To insure this, Bioware’s writers continue to rely on an in-depth Bible for each character, detailing as many aspects of their personality as possible. Each node of the script must contain careful comments for each department, from cinemas, to scripting to animation. Inter-departmental relationships have become more important than ever, as each little detail must come together to create a complete character moment. While digital characters are capable of great things, they are still just puppets, only as good as the human performers and designers bringing them to life.

This added complexity leads to new issues. The more choices that you give a player the more expensive the game becomes. Choices also add to the complexity of the script, as each possible response and character direction add more factors that must be considered at each step of writing and design. In addition, the more choice that you give a player, the less control the writer ultimately has in the story that they are telling.

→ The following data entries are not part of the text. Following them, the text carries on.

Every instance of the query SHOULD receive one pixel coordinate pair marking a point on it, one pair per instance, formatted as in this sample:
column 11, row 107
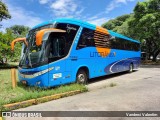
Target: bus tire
column 81, row 77
column 130, row 68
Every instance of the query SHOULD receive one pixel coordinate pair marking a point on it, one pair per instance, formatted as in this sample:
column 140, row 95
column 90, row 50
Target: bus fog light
column 38, row 83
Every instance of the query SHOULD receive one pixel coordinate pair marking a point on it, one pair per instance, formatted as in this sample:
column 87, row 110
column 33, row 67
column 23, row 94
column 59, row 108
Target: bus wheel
column 130, row 68
column 81, row 77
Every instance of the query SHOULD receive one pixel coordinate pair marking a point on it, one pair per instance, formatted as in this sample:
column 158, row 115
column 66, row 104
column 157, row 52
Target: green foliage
column 112, row 24
column 4, row 14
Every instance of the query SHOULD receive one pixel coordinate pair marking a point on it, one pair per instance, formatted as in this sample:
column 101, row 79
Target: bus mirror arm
column 40, row 34
column 18, row 40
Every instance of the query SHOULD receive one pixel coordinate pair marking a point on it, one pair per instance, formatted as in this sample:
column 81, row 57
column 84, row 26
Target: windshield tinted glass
column 55, row 46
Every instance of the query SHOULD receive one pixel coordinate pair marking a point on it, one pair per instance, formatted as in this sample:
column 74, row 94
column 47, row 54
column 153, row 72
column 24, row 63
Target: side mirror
column 41, row 35
column 18, row 40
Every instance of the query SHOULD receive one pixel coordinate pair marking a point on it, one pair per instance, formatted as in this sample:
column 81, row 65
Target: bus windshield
column 55, row 45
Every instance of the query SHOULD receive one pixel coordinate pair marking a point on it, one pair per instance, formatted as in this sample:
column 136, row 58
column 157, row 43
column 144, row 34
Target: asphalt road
column 137, row 91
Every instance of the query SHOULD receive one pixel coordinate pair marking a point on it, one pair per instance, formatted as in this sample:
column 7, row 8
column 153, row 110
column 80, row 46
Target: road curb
column 26, row 103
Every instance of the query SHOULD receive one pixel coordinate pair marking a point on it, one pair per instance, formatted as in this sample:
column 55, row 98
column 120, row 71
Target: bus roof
column 83, row 24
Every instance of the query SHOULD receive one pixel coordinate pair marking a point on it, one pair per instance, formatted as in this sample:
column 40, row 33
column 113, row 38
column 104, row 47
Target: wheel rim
column 81, row 78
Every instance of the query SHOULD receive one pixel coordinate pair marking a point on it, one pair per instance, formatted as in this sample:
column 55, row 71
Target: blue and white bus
column 67, row 50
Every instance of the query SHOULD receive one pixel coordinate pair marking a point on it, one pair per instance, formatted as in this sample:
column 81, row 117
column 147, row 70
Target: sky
column 33, row 12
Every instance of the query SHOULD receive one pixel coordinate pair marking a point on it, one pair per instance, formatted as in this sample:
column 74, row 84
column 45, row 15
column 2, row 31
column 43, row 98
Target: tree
column 146, row 25
column 6, row 39
column 143, row 25
column 4, row 13
column 112, row 24
column 18, row 30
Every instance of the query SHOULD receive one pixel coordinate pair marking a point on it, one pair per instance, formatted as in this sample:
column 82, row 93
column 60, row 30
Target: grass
column 21, row 93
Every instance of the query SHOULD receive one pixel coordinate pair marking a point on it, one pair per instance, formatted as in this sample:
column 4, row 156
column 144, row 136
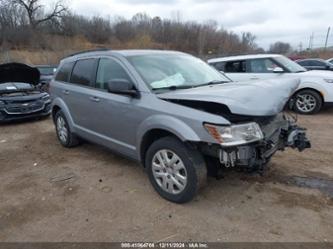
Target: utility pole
column 327, row 35
column 311, row 41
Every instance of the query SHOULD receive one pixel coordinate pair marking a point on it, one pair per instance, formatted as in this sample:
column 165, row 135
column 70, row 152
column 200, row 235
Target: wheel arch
column 160, row 126
column 311, row 89
column 59, row 104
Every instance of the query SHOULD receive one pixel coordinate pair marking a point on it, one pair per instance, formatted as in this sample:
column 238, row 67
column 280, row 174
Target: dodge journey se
column 173, row 113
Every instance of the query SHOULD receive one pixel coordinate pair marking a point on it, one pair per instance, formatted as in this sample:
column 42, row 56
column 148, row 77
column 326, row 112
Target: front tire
column 308, row 102
column 65, row 136
column 175, row 171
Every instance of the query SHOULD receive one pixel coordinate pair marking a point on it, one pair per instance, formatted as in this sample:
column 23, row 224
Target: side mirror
column 122, row 86
column 278, row 70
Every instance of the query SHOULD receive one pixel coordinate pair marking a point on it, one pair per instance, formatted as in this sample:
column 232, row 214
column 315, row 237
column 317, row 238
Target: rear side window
column 83, row 72
column 108, row 70
column 262, row 66
column 64, row 72
column 219, row 66
column 235, row 67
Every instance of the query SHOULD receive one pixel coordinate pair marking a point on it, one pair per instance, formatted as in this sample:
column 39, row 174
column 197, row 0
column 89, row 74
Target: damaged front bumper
column 279, row 133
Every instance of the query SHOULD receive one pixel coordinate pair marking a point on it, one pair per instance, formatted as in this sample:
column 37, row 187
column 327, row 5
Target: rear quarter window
column 83, row 72
column 64, row 72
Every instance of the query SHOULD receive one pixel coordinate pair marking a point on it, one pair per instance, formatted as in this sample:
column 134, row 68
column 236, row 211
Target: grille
column 24, row 107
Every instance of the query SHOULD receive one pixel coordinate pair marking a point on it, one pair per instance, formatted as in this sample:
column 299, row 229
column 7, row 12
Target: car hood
column 15, row 87
column 252, row 98
column 317, row 73
column 17, row 72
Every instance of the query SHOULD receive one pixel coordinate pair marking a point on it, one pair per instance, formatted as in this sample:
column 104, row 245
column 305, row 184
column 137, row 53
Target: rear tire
column 308, row 102
column 176, row 171
column 65, row 136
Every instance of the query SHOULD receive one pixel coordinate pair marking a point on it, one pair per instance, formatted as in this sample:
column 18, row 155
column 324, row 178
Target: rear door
column 78, row 93
column 114, row 117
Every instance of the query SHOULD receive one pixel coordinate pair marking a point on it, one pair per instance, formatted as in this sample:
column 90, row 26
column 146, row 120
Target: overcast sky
column 290, row 21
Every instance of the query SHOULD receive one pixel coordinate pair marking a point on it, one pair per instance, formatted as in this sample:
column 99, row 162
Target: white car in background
column 314, row 92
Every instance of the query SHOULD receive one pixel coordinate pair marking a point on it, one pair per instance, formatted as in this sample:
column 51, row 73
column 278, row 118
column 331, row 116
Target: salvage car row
column 176, row 115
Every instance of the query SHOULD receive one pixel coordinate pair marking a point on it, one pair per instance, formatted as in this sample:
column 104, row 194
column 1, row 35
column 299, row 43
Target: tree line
column 28, row 24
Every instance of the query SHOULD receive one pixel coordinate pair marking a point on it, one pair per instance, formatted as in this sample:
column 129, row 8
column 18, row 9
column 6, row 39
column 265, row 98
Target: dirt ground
column 49, row 193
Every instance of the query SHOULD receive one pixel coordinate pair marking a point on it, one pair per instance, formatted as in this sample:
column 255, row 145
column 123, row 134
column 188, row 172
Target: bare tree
column 35, row 11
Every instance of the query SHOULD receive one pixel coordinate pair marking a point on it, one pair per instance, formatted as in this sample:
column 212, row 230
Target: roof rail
column 87, row 51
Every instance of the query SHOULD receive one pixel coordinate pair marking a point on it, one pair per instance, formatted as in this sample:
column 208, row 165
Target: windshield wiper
column 213, row 82
column 172, row 88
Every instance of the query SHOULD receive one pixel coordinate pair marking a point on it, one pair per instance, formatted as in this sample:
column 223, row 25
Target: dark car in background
column 20, row 96
column 315, row 64
column 46, row 75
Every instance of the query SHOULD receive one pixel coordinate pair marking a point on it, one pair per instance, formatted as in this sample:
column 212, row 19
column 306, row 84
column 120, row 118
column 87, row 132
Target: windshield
column 175, row 71
column 292, row 66
column 47, row 70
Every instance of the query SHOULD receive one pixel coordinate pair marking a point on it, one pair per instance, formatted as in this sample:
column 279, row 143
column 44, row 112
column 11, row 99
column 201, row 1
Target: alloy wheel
column 62, row 129
column 169, row 171
column 306, row 102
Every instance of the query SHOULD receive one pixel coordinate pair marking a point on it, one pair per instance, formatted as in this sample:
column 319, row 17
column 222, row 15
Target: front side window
column 262, row 66
column 304, row 63
column 317, row 63
column 108, row 70
column 64, row 72
column 165, row 71
column 83, row 72
column 288, row 64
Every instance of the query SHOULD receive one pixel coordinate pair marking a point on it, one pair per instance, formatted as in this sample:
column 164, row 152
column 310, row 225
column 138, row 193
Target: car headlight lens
column 235, row 134
column 46, row 98
column 329, row 80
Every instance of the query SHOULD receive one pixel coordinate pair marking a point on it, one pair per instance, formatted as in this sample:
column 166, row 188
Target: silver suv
column 173, row 113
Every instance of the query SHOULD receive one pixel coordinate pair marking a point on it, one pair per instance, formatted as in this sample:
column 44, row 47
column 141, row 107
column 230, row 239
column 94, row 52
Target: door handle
column 95, row 99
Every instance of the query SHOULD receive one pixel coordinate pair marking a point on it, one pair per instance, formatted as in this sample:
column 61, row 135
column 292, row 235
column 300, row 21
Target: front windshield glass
column 47, row 70
column 175, row 71
column 292, row 66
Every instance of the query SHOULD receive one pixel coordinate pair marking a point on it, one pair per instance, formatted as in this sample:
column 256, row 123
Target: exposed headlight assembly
column 46, row 98
column 235, row 134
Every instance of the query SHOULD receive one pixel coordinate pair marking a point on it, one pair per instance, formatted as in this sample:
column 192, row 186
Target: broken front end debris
column 264, row 137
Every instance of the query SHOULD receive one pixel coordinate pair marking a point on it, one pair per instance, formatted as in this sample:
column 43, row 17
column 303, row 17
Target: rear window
column 83, row 72
column 64, row 72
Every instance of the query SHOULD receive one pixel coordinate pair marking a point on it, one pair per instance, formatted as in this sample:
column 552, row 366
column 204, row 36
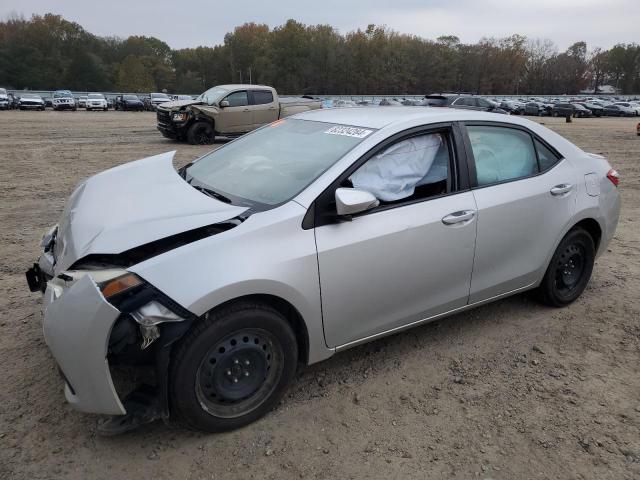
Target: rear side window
column 262, row 97
column 502, row 154
column 546, row 158
column 238, row 99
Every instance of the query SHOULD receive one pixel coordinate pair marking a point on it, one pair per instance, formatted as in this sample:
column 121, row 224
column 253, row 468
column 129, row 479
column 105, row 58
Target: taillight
column 614, row 176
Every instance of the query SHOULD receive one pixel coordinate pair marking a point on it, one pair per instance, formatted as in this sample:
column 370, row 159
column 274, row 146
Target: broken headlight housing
column 149, row 316
column 134, row 296
column 180, row 117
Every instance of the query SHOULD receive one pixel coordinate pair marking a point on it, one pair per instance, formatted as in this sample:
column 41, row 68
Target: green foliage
column 49, row 52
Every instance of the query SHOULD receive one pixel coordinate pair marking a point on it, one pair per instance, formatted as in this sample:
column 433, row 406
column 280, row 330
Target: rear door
column 264, row 107
column 401, row 262
column 525, row 194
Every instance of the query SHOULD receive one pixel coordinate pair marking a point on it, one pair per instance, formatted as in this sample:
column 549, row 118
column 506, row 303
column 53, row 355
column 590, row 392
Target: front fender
column 268, row 254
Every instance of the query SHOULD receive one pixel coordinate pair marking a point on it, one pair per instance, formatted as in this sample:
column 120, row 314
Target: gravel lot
column 511, row 390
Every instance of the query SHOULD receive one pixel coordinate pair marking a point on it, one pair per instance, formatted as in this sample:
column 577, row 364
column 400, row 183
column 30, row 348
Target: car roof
column 380, row 117
column 234, row 86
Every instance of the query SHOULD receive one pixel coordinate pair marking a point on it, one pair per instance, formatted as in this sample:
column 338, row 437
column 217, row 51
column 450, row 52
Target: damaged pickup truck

Bioware however is in the business of making games, not movies. Choice is essential, as video games in general and especially RPGs are played to be immersed in the character, to feel that you are really in control of your own destiny.

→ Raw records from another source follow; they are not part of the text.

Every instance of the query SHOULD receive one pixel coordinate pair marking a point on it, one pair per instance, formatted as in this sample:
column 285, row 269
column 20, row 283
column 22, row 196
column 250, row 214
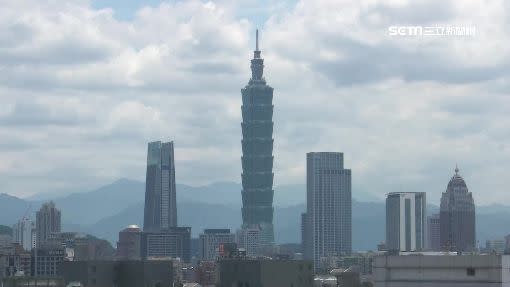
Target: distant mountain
column 107, row 210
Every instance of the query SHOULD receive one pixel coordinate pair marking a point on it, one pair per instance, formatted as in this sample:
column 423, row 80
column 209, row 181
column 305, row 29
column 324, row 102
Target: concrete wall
column 442, row 271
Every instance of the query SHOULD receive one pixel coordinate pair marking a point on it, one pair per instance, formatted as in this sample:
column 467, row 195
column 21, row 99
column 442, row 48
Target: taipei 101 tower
column 257, row 159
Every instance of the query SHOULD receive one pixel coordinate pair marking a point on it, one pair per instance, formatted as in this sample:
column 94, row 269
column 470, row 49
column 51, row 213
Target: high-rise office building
column 328, row 207
column 249, row 240
column 434, row 232
column 257, row 159
column 22, row 233
column 48, row 222
column 210, row 240
column 129, row 244
column 160, row 211
column 406, row 214
column 457, row 216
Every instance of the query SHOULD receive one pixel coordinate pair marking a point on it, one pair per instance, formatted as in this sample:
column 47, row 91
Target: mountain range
column 105, row 211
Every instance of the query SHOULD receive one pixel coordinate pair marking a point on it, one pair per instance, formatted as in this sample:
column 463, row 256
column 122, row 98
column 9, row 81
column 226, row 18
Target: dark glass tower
column 457, row 216
column 257, row 159
column 160, row 211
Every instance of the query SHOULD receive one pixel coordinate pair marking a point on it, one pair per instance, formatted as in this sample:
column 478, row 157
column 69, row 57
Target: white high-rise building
column 327, row 224
column 22, row 233
column 406, row 219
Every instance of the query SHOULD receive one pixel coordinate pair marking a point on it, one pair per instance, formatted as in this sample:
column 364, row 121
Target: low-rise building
column 45, row 261
column 210, row 240
column 34, row 282
column 174, row 242
column 154, row 273
column 423, row 270
column 261, row 272
column 14, row 261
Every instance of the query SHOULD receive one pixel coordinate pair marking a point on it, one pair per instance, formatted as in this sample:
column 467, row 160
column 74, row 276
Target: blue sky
column 83, row 89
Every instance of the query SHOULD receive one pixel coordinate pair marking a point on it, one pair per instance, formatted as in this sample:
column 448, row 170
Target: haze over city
column 84, row 85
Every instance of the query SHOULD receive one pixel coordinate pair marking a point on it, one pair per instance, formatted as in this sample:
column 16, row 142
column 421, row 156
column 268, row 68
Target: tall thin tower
column 257, row 145
column 160, row 211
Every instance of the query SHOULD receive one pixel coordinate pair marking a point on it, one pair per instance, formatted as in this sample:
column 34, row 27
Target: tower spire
column 256, row 53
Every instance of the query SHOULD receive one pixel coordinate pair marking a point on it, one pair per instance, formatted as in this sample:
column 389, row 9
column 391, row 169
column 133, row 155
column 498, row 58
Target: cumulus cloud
column 82, row 92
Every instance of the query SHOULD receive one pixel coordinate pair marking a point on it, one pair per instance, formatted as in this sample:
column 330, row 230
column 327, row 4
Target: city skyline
column 387, row 109
column 257, row 151
column 160, row 209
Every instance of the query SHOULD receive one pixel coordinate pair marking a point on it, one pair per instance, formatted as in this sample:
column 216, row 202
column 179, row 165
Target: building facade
column 495, row 246
column 14, row 261
column 45, row 262
column 442, row 271
column 173, row 243
column 48, row 222
column 22, row 233
column 249, row 240
column 257, row 147
column 328, row 217
column 129, row 244
column 406, row 224
column 160, row 210
column 457, row 216
column 210, row 240
column 267, row 273
column 153, row 273
column 434, row 232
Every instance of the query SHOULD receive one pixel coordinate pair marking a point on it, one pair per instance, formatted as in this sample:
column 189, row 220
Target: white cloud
column 82, row 92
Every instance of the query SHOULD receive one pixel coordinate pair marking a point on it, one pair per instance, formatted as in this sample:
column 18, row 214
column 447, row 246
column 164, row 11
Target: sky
column 84, row 85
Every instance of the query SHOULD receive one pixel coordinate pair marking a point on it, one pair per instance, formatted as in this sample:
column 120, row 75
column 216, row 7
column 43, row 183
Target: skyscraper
column 129, row 244
column 257, row 145
column 433, row 232
column 22, row 233
column 47, row 223
column 160, row 211
column 406, row 214
column 457, row 216
column 210, row 241
column 328, row 206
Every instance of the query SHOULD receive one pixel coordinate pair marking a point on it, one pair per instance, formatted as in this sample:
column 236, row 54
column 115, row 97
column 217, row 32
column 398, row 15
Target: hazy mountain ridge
column 108, row 209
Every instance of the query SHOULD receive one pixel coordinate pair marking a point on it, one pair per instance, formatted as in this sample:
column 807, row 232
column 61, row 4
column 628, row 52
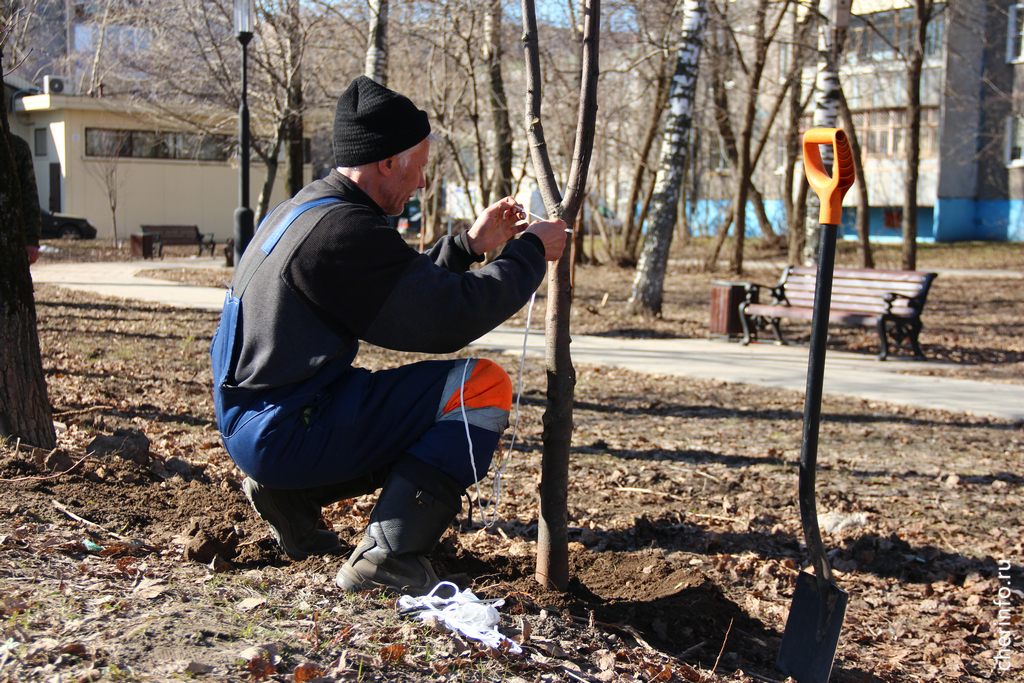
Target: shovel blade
column 811, row 636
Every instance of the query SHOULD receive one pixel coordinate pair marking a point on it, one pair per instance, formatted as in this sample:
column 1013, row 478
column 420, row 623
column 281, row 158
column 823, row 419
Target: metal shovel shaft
column 812, row 404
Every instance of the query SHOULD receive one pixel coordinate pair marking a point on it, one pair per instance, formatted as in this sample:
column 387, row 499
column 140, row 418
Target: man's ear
column 386, row 166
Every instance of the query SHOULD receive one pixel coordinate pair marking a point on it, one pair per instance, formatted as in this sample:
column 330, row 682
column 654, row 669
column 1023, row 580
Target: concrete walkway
column 767, row 365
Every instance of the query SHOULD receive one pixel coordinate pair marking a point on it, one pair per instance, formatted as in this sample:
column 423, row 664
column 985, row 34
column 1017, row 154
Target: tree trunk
column 863, row 204
column 796, row 207
column 632, row 224
column 648, row 286
column 271, row 161
column 923, row 14
column 376, row 65
column 745, row 167
column 293, row 120
column 25, row 408
column 502, row 179
column 826, row 92
column 552, row 545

To this end, great emphasis is put on “Defining the Band”, or the possibility space of your story. For example, one may decide that hedges are impenetrable barriers within the player’s spectrum. This works, unless you include a single bush that the character can move through. Character “voice” is an essential part of the Band, starting with the Player Character. Games like Knights of the old Republic are know for letting characters exist on opposite sides. The player can be a noble Jedi Knight, an Evil Sith Lord or anything in between. This is accomplished by both large in game decisions and smaller, subtler dialogue choices. Dialogue choices should also be clear. A player should know what direction he or she is taking his character in, based on the choices he or she is making.

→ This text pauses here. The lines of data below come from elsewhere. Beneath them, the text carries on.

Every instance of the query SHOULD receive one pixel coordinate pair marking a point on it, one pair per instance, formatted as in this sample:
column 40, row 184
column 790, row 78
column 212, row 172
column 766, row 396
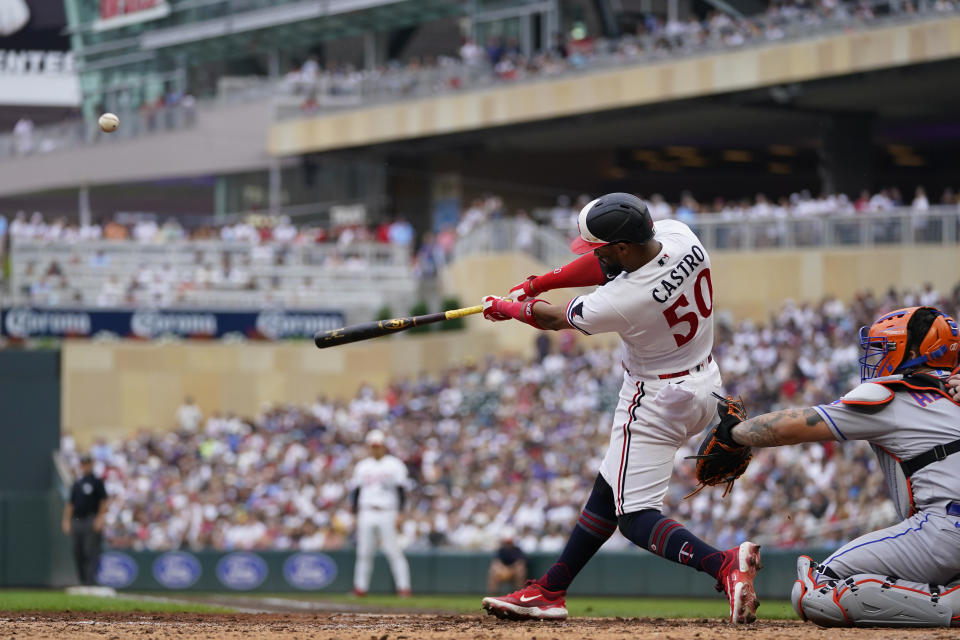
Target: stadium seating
column 504, row 442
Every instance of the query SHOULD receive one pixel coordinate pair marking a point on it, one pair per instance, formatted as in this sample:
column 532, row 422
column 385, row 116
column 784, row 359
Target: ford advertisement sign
column 116, row 569
column 241, row 571
column 309, row 570
column 176, row 570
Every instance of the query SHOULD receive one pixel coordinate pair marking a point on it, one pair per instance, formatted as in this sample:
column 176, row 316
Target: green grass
column 38, row 600
column 577, row 605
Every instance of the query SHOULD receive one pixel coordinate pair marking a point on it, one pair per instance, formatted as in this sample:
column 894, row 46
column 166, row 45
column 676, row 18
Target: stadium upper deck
column 833, row 106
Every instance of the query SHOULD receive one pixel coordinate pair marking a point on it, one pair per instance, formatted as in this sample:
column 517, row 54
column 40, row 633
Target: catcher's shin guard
column 816, row 602
column 873, row 600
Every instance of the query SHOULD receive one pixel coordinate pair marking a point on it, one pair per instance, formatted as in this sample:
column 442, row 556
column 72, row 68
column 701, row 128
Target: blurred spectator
column 23, row 135
column 189, row 416
column 509, row 564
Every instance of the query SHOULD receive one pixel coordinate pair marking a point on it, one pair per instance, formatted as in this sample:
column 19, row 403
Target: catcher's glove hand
column 721, row 460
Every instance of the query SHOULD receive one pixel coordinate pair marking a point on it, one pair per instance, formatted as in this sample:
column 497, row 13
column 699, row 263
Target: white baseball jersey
column 377, row 481
column 377, row 506
column 663, row 311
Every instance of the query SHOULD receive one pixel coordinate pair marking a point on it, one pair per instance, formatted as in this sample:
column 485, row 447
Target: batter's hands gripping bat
column 367, row 330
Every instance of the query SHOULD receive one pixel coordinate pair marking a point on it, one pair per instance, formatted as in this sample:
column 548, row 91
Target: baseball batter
column 378, row 497
column 907, row 574
column 657, row 294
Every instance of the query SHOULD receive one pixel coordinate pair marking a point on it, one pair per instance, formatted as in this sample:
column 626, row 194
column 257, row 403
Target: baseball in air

Mass Effect will contain an entirely revamped conversation system. In past Bioware games, the player would scroll through a list of possible responses, seeing the exact text that the character has to choose from. Walters and Laidlaw gave a brief demonstration of how Mass Effect has altered this system. In the demo, the game’s main character, Colonel Shepard, is shown speaking with a pointy-headed alien bartender. The bartender tells Shepard that a bribe will not change his mind. Now, instead of the usual list of dialogue choices, a six point radial dial appears on the bottom of the screen. A brief paraphrase of what Shepard will say appears by each point. To select an option, the player simply moves the analog stick in the direction of the desired response. By picking “Threats might”, Shepard drew a blaster pistol and threatened the alien. These paraphrased responses will always be on the same point on the analog stick and the options appear even before the NPC has finished speaking. The hope is that after a little bit of play time, the player will be able to carry on a conversation naturally and without needing to pause and read descriptions. In addition, because the player is not pre-reading every response, dialogue will be new and fresh each time that a player replays the game.

Following the demonstration was a brief Q&A with the audience. While most of the information shared during the Q&A was simply reiteration of earlier points, it was mentioned that Colonel Shepard will not be the only playable character. While he is a pre-made character, in the vein of Jade Empire, the player will be able to make a completely customized character, changing everything from facial features, to skin color to the sex of the character.

Bioware is one of the industries leaders when it comes to character creation, dialogue and storytelling in games. So far, Mass Effect is looking like a more than worthy addition to their stellar lineage of role playing games.